Church Pastoral Aid Society
- Abbreviation: CPAS
- Formation: 1836; 189 years ago
- Type: Evangelical Anglicanism Christian mission
- Chief Executive Officer: Jon Scamman
- Chair of Trustees: The Rt Revd Ruth Bushyager
- Website: Official website

= Church Pastoral Aid Society =

Anglican mission agency

The Church Pastoral Aid Society (CPAS) is an Anglican evangelical mission agency that works across Ireland and the United Kingdom. It was founded in 1836.

==History==

The CPAS was founded in 1836 in the midst of the social upheaval of the Industrial Revolution to take "the gospel to every man's door, with a single eye to the glory of God". Its founders included the prominent social reformer Lord Shaftesbury.

It initially sought to fulfil its vision by giving grants to poorest parishes to enable them to take on extra help. One early recipient of such a grant was Haworth, which enabled its minister, Patrick Brontë, to employ a curate, Arthur Nicholls, who later married Patrick's daughter, Charlotte. Charlotte summarised and praised the early work of the CPAS in the opening of her 1846 novel Shirley:

Of late years, I say, an abundant shower of curates has fallen upon the north of England, but in eighteen-hundred-eleven-twelve that affluent rain had not descended.
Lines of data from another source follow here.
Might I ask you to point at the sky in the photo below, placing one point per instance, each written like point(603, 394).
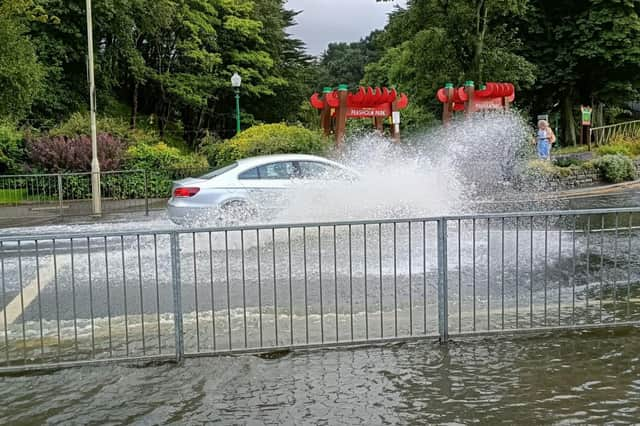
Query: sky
point(324, 21)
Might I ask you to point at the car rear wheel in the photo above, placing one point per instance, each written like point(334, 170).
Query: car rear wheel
point(237, 212)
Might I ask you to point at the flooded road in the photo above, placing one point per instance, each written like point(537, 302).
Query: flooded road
point(581, 377)
point(565, 377)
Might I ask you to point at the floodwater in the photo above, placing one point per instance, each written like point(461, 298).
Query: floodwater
point(577, 377)
point(562, 377)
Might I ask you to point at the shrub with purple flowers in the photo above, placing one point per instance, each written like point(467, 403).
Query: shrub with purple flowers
point(73, 154)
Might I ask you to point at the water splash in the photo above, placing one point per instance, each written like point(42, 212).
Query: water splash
point(443, 171)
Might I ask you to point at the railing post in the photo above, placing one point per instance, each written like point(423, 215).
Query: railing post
point(146, 194)
point(60, 194)
point(177, 295)
point(443, 299)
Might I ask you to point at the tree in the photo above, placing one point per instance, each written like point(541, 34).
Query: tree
point(587, 53)
point(431, 42)
point(21, 74)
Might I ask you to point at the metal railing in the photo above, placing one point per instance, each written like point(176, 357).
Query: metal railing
point(605, 134)
point(163, 295)
point(29, 197)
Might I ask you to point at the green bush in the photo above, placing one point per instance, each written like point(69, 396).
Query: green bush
point(267, 139)
point(11, 149)
point(616, 168)
point(161, 157)
point(615, 149)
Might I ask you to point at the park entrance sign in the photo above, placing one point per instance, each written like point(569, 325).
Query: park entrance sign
point(378, 104)
point(492, 96)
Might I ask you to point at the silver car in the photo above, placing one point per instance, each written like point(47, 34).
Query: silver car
point(251, 188)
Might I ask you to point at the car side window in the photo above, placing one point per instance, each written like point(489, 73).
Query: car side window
point(315, 170)
point(250, 174)
point(280, 170)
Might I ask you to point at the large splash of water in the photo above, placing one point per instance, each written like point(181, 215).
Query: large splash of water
point(443, 171)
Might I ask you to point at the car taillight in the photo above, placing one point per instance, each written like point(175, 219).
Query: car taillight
point(183, 192)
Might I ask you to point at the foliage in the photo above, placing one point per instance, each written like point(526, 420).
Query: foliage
point(567, 162)
point(21, 74)
point(161, 157)
point(268, 139)
point(626, 145)
point(616, 168)
point(73, 154)
point(425, 46)
point(11, 149)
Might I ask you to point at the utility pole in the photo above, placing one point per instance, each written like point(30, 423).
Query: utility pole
point(95, 165)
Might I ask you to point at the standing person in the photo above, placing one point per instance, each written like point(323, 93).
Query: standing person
point(544, 140)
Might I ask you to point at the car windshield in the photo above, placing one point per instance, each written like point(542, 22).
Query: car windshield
point(218, 172)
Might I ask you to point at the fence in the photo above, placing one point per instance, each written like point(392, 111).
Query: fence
point(605, 134)
point(25, 198)
point(163, 295)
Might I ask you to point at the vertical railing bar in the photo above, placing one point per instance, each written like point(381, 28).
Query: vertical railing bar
point(615, 268)
point(177, 295)
point(560, 270)
point(320, 285)
point(335, 280)
point(601, 263)
point(144, 345)
point(546, 264)
point(73, 298)
point(24, 328)
point(473, 255)
point(488, 274)
point(366, 292)
point(395, 282)
point(290, 287)
point(443, 302)
point(244, 289)
point(275, 291)
point(629, 268)
point(502, 267)
point(531, 276)
point(211, 290)
point(350, 285)
point(380, 280)
point(124, 289)
point(226, 259)
point(195, 290)
point(93, 330)
point(39, 297)
point(57, 298)
point(586, 293)
point(4, 304)
point(517, 250)
point(155, 266)
point(106, 268)
point(410, 283)
point(259, 285)
point(459, 276)
point(424, 275)
point(573, 269)
point(306, 283)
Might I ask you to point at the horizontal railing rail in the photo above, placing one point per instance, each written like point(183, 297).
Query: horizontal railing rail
point(156, 295)
point(28, 197)
point(603, 135)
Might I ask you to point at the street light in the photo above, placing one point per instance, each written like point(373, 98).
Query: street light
point(95, 165)
point(236, 81)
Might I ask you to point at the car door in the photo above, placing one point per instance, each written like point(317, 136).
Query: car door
point(268, 184)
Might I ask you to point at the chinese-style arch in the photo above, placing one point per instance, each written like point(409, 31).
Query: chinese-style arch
point(367, 102)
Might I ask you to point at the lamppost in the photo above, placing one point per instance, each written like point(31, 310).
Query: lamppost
point(236, 81)
point(95, 165)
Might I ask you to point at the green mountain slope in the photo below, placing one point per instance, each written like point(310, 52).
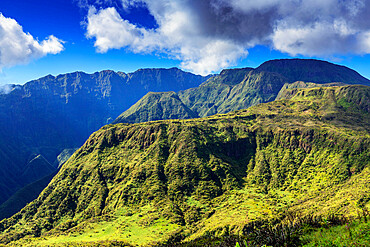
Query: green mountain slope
point(312, 70)
point(237, 89)
point(53, 113)
point(156, 106)
point(183, 179)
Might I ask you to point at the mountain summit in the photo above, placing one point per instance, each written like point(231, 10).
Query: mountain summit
point(54, 113)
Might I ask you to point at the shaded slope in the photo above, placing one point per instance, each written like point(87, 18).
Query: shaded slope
point(236, 89)
point(156, 106)
point(48, 115)
point(23, 196)
point(210, 175)
point(311, 70)
point(301, 84)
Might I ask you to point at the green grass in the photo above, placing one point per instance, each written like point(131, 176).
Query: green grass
point(352, 234)
point(189, 179)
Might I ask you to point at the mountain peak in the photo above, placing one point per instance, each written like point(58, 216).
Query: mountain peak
point(312, 70)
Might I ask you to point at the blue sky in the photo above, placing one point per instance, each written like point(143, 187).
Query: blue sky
point(197, 36)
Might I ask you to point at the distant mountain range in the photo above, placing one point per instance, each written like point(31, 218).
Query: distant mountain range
point(43, 120)
point(236, 89)
point(183, 180)
point(43, 117)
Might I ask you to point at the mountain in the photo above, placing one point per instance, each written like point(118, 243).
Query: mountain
point(54, 113)
point(236, 89)
point(156, 106)
point(179, 180)
point(312, 70)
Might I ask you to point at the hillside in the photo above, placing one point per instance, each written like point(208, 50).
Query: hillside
point(236, 89)
point(156, 106)
point(184, 179)
point(46, 116)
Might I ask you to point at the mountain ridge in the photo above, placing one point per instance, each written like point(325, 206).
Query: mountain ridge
point(235, 89)
point(209, 175)
point(34, 117)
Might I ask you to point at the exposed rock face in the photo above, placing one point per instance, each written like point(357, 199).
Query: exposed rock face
point(48, 115)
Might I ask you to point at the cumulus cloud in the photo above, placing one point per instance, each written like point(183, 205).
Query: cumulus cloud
point(18, 47)
point(211, 34)
point(7, 88)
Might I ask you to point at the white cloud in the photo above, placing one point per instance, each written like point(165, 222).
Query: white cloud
point(18, 47)
point(209, 35)
point(177, 36)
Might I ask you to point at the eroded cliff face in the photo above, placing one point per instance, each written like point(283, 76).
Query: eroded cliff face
point(202, 175)
point(46, 116)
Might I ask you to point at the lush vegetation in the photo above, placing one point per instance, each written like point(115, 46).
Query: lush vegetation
point(236, 89)
point(54, 113)
point(185, 180)
point(156, 106)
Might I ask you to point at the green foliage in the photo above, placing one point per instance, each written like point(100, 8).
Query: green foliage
point(185, 180)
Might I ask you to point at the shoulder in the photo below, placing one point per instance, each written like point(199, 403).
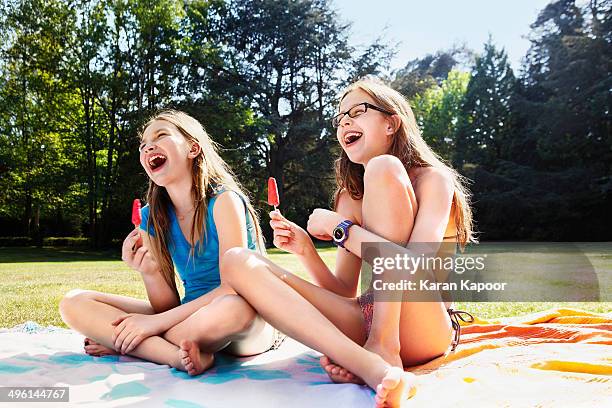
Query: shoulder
point(228, 203)
point(348, 207)
point(432, 180)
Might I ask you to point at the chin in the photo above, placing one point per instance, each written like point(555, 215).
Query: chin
point(356, 158)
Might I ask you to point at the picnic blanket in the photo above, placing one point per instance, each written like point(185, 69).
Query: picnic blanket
point(556, 358)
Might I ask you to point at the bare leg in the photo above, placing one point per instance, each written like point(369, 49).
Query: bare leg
point(399, 332)
point(279, 304)
point(240, 330)
point(91, 314)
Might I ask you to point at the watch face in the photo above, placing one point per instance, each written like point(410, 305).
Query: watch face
point(338, 234)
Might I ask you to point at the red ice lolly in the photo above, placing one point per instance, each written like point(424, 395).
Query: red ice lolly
point(136, 220)
point(273, 199)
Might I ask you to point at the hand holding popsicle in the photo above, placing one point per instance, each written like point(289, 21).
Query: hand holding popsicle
point(273, 198)
point(136, 220)
point(289, 236)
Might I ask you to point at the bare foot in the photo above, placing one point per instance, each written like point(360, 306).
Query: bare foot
point(339, 374)
point(395, 387)
point(192, 360)
point(93, 348)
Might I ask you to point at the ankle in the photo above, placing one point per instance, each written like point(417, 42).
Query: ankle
point(383, 344)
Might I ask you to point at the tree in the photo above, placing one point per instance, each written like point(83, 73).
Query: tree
point(287, 60)
point(438, 111)
point(486, 126)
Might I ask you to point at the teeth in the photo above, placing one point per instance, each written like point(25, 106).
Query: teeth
point(155, 157)
point(351, 137)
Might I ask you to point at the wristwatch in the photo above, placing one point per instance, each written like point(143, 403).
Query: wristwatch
point(340, 233)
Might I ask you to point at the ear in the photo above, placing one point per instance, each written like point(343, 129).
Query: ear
point(194, 151)
point(393, 123)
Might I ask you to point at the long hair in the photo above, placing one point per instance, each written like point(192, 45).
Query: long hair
point(408, 146)
point(209, 174)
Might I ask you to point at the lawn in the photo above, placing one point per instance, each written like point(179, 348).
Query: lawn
point(33, 280)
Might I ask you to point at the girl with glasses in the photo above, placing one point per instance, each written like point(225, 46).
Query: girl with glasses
point(391, 187)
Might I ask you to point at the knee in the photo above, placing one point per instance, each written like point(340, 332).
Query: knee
point(71, 301)
point(238, 315)
point(386, 168)
point(233, 262)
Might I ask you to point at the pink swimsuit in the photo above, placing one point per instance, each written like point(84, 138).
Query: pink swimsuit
point(366, 304)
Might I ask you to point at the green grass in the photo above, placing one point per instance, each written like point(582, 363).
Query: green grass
point(33, 281)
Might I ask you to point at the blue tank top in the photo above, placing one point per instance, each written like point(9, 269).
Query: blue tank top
point(200, 272)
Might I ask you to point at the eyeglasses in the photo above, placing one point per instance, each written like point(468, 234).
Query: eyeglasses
point(356, 111)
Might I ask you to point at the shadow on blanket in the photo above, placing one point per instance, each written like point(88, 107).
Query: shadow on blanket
point(556, 358)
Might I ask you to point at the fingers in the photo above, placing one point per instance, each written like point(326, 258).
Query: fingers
point(276, 215)
point(138, 256)
point(118, 320)
point(120, 339)
point(127, 342)
point(133, 344)
point(131, 243)
point(116, 335)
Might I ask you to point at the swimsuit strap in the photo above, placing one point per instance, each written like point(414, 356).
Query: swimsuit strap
point(455, 315)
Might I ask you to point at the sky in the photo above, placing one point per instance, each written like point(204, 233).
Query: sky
point(426, 26)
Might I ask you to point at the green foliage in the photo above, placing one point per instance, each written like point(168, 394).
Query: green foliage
point(485, 127)
point(79, 78)
point(438, 111)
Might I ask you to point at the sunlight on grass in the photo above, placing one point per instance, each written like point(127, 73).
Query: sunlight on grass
point(33, 281)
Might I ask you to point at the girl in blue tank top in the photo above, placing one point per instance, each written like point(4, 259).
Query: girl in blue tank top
point(196, 212)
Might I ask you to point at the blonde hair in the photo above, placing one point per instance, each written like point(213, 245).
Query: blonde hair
point(408, 146)
point(209, 174)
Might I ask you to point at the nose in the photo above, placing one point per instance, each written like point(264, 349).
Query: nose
point(346, 120)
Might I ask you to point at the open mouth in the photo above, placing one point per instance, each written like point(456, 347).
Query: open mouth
point(157, 161)
point(352, 137)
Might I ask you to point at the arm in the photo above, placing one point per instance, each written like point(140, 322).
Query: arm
point(230, 220)
point(346, 277)
point(292, 238)
point(435, 198)
point(161, 296)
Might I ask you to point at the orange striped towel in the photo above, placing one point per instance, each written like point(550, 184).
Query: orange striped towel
point(555, 358)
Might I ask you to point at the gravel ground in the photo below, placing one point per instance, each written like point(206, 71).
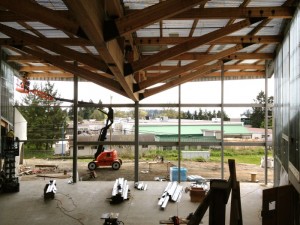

Curates were scarce then: there was no Pastoral Aid - no Additional Curates' Society to stretch a helping hand to worn-out old rectors and incumbents, and give them the wherewithal to pay a vigorous young colleague from Oxford or Cambridge.

While the CPAS has since diversified in its methods, which now notably include its holidays for young people, it retains its original vision of "enabl[ing] churches to help every person hear and discover the good news of Jesus Christ."

==Work==
The CPAS works with churches across Ireland and the United Kingdom. Its aim is to "enable churches to help every person hear and discover the good news of Jesus". Its activities include the Growing Leaders suite of resources, the Arrow Leadership Programme, weekends, and a range of events and resources for youth and children's leaders.

CPAS is responsible for Venture and Falcon holidays, which are holidays for children aged 8 to 18. Falcons are subsidised holidays for young people who might not otherwise be able to go on holiday. CPAS also has responsibility (sole or shared) for around 700 patronages of Anglican churches across the country. It largely proposes evangelical candidates for appointment by bishops.

Ruth Bushyager, the Bishop of Horsham, is the chair of trustees.

There is a head office team who develop and deliver tools, training and resources for churches.

Their records are held at the University of Birmingham Special Collections.

==Controversy==
In March 2021, the Church Times reported a conflict in 2018 between CPAS and the PCC of St Luke's, West Holloway (a member of Inclusive Church), over the appointment of a new vicar. The PCC representatives could not agree with the patron on which candidates to shortlist, after two rounds of interviews. After a year elapsed, CPAS' right of presentation expired, and eventually the new vicar, John MacKenzie, was appointed by Sarah Mullally, Bishop of London. Joanne Grenfell, Bishop of Stepney, is working to resolve the situation by trying to find another parish with which to do a patronage swap. Neither John Dunnett, CPAS general director, nor Mike Duff, CPAS patronage secretary, commented to the Church Times.

Writing about the system of patronage, Martin Wroe suggested it is "time to disempower some of these hidden hierarchies and place a little more trust in the local".

===Affirmations on Sexuality===
Following the proposed introduction of same-sex blessings (Prayers of Love and Faith) by the Church of England, CPAS released an announcement that included a statement titled "Affirmations on Sexuality" (a copy of such a summary made by the Evangelical Alliance). This states, among other things, the following:

- "We affirm that marriage is an institution created by God in which one man and one woman enter into an exclusive relationship for life."
- "We oppose moves within certain churches to accept and/or endorse sexually active same-sex partnerships as a legitimate form of Christian relationship and to permit the ordination to ministry of those in such sexual relationships."
- "We oppose church services of blessing for civil partnerships and other forms of gay and lesbian relationships as unbiblical"

"Affirmations on Sexuality" also included the following paragraph:

We welcome and support the work of those individuals and organisations who responsibly seek to help Christians who experience same-sex attraction as in conflict with their commitment to live in accordance with biblical teaching. This help will involve counsel and pastoral support to live a chaste life and, as part of this process, some may seek and experience changes in the strength or direction of their same-sex attractions.

On 8 January 2024, following criticism, CPAS removed reference to the "Affirmations on Sexuality" from their website and noted that "CPAS is opposed to any form of conversion therapy". A follow up statement clarified that while "our patronage represent a broad family, holding a spectrum of convictions", the intention of the Affirmations was to express that the trustees of CPAS "hold to the doctrine of the Church of England on marriage and sexual ethics" (i.e. that marriage between one man and one woman for life is the only place for sexual activity).